Windows: Download and install from https://github.com/tesseract-ocr/tesseract
Linux/macOS: Install using sudo apt install tesseract-ocr

Optionally, set the Tesseract executable path in your code:

pytesseract.pytesseract.tesseract_cmd = r'C:\Program Files\Tesseract-OCR\tesseract.exe'

Step 2: Import Required Modules

Import the necessary Python libraries:

import tkinter as tk
from tkinter import filedialog, messagebox
from PIL import Image, ImageTk
import pytesseract

Step 3: Define the Image Selection and OCR Function

Create a function to select an image, display it, and extract text using pytesseract:

def select_image():
    filepath = filedialog.askopenfilename(filetypes=[("Image Files", "*.png *.jpg *.jpeg *.bmp")])
    if filepath:
        img = Image.open(filepath)
        img.thumbnail((300, 300))
        img_tk = ImageTk.PhotoImage(img)
        panel.config(image=img_tk)
        panel.image = img_tk
        result.delete("1.0", tk.END)
        try:
            text = pytesseract.image_to_string(img)
            result.insert(tk.END, text)
        except:
            messagebox.showerror("OCR Failed", "Text could not be extracted.")

Step 4: Create the Main GUI Window

Set up the root window for your application:

root = tk.Tk()
root.title("OCR Scanner (Image to Text)")
root.geometry("400x500")
root.resizable(False, False)

Step 5: Add GUI Widgets

Add a button to trigger the image selection, a label to display the image, and a text box to show the extracted text:

btn = tk.Button(root, text="Select Image", command=select_image, bg="#4CAF50", fg="white", padx=10, pady=5)
btn.pack(pady=10)

panel = tk.Label(root)
panel.pack()

result = tk.Text(root, height=10, wrap=tk.WORD, padx=10, pady=10)
result.pack(pady=10, padx=10, fill=tk.BOTH)

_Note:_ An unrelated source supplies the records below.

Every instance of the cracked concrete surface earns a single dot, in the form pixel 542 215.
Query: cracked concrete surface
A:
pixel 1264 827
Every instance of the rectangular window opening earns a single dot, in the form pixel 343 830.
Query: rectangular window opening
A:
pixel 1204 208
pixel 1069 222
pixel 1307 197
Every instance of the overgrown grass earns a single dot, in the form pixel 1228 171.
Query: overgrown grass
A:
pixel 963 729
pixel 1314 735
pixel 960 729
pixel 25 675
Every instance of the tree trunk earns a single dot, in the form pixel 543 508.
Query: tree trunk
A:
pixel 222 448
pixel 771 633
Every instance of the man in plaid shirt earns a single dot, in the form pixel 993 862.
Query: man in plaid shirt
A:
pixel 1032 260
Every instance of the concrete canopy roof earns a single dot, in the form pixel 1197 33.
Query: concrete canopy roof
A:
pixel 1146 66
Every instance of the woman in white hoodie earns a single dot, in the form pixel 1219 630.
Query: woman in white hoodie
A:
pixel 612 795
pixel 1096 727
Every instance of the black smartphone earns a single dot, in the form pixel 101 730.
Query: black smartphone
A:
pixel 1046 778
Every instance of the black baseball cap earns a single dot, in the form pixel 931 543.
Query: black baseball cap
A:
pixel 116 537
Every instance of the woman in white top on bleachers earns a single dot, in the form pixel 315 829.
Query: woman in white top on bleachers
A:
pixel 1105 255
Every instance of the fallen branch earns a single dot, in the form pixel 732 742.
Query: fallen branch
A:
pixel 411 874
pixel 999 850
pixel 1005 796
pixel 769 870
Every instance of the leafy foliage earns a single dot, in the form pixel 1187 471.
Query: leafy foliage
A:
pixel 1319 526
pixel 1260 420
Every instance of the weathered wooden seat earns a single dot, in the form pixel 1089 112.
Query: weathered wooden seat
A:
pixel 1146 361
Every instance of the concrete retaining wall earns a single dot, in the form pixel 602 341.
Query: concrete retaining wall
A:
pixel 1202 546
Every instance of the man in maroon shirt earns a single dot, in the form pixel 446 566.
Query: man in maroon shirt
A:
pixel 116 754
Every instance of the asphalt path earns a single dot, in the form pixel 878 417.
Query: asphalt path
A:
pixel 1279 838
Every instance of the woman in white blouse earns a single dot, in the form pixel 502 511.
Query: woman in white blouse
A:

Step 6: Run the Application

Start the Tkinter event loop to make the GUI responsive:

root.mainloop()

code explanation

This Python script builds a Graphical User Interface (GUI) that:

Allows the user to select an image file (JPG, PNG, etc.)
Uses Tesseract OCR (via pytesseract) to extract text from the image
Displays the extracted text inside the GUI

1. Install the Required Package

!pip install pytesseract

Installs pytesseract, the Python wrapper for Google’s Tesseract OCR engine.
This only needs to be run once (in Jupyter).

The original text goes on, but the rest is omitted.